The day after the inauguration of Donald Trump, millions around the world joined together for the Women's March on Washington, an event that, despite its name, drew participants from around the world. Marches and rallies occurred on all seven continents (yes, including Antarctica) as women and allies joined together to protest the new president's history of sexist comments. Protests and demonstrations have continued since the Women's March, and there is now a Women's Strike planned to continue the march's success.
In the days leading up to and, arguably, even more in the days following, the Women's March took over newspaper front pages across the world. In the weeks since the march, participants, many of whom were first-time protesters, are learning how to incorporate protest into their everyday lives. Members of Congress report being "deluged" with phone calls, according to CNN, from constituents calling to voice their opinions on Cabinet nominees, Trump's executive orders, and other issues.

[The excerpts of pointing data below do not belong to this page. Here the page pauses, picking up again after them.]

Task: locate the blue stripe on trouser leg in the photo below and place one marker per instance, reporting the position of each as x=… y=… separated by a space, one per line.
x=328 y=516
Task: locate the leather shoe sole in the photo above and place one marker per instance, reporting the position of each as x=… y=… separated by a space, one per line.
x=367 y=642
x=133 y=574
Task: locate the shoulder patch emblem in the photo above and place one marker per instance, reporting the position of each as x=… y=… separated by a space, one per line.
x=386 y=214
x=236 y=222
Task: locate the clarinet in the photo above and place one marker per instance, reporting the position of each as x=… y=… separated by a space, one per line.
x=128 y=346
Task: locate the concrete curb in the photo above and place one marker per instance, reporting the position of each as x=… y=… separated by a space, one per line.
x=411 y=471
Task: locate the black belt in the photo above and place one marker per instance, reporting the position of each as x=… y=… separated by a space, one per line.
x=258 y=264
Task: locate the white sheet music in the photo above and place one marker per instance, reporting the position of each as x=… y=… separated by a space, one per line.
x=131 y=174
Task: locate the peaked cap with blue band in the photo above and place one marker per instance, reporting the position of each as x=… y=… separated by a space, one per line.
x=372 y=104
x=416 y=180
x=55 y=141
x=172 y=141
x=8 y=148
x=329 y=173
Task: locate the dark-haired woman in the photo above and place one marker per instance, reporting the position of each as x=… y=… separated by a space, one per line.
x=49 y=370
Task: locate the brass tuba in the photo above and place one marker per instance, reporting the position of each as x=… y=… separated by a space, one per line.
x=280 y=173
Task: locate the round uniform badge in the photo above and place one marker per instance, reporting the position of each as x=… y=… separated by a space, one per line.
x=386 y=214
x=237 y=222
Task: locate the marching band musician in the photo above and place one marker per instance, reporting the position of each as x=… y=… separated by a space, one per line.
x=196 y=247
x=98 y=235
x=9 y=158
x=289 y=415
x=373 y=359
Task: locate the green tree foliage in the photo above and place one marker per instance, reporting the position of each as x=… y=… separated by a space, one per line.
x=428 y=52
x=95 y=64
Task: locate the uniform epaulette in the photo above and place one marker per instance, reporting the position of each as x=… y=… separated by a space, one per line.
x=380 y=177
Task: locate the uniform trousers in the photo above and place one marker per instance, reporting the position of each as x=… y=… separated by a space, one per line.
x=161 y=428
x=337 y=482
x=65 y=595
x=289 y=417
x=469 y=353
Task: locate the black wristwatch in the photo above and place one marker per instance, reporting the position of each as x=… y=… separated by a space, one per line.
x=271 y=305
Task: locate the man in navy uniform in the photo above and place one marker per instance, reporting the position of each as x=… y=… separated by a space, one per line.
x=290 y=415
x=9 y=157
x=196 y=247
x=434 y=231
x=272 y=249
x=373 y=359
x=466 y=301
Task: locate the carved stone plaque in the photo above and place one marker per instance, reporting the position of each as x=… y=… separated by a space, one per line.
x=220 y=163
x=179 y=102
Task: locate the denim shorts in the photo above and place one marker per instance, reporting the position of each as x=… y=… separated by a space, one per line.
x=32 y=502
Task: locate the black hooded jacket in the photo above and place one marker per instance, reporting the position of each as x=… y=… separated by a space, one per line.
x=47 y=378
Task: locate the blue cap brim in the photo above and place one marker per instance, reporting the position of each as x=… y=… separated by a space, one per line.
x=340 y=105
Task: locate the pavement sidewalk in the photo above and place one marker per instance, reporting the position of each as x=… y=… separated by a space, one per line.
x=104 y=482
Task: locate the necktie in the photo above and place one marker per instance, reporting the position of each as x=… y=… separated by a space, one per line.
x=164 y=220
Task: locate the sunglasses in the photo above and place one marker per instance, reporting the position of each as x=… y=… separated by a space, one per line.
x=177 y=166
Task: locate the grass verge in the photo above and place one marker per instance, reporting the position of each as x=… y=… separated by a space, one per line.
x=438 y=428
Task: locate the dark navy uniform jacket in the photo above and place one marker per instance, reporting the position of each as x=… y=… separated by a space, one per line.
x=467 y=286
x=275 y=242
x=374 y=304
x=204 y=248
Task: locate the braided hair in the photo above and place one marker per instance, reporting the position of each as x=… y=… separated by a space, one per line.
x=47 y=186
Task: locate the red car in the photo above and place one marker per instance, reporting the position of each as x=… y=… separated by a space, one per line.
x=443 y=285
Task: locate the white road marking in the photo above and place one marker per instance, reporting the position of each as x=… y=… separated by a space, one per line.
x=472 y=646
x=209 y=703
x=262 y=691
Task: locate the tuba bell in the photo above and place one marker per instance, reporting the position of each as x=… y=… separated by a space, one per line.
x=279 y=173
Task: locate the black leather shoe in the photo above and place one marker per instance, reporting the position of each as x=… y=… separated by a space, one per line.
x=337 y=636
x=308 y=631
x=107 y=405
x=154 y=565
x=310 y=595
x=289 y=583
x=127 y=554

Now, it seems, the Women's March was truly just the first in a long series of efforts by the American electorate to make their voices heard. Last week, march organizers announced their second major initiative: a general women's strike, called A Day Without A Woman, to be held at a future date.
Although the date has not been announced, march organizers have already demonstrated their ability to organize quickly: the Women's March was inspired by the election results in November but grew to a major international event by January. TheWashington Post reported that Feb. 17 and May 1 are both being suggested as dates. The former may seem like short notice for a strike only announced this week. Then again, in recent weeks, other strikes, notably a taxi driver strike and a Yemeni bodega strike, both concerned with the travel ban, have occurred with very little notice.
Will a strike work? Women's strikes have occurred throughout the world for various reasons — defending reproductive rights, demanding equal pay, and other reasons — and some seem to have been successful. In October of last year, Polish legislators backed off a proposed total ban on abortions after a massive women's strike on "Black Monday."
The recent #GrabYourWallet boycott sought to persuade retailers to stop selling Ivanka Trump-brand products. Since the boycott began, both Nordstrom and Neiman Marcus have recently announced their intentions to stop selling such products. The department stores said the move was officially due to declining sales, which suggests people are, indeed, grabbing their wallets and producing concrete results.
The apparent success of #GrabYourWallet also indicates that women can effectively use their economic might to affect change; the upcoming women's strike will be an even stronger test of this power.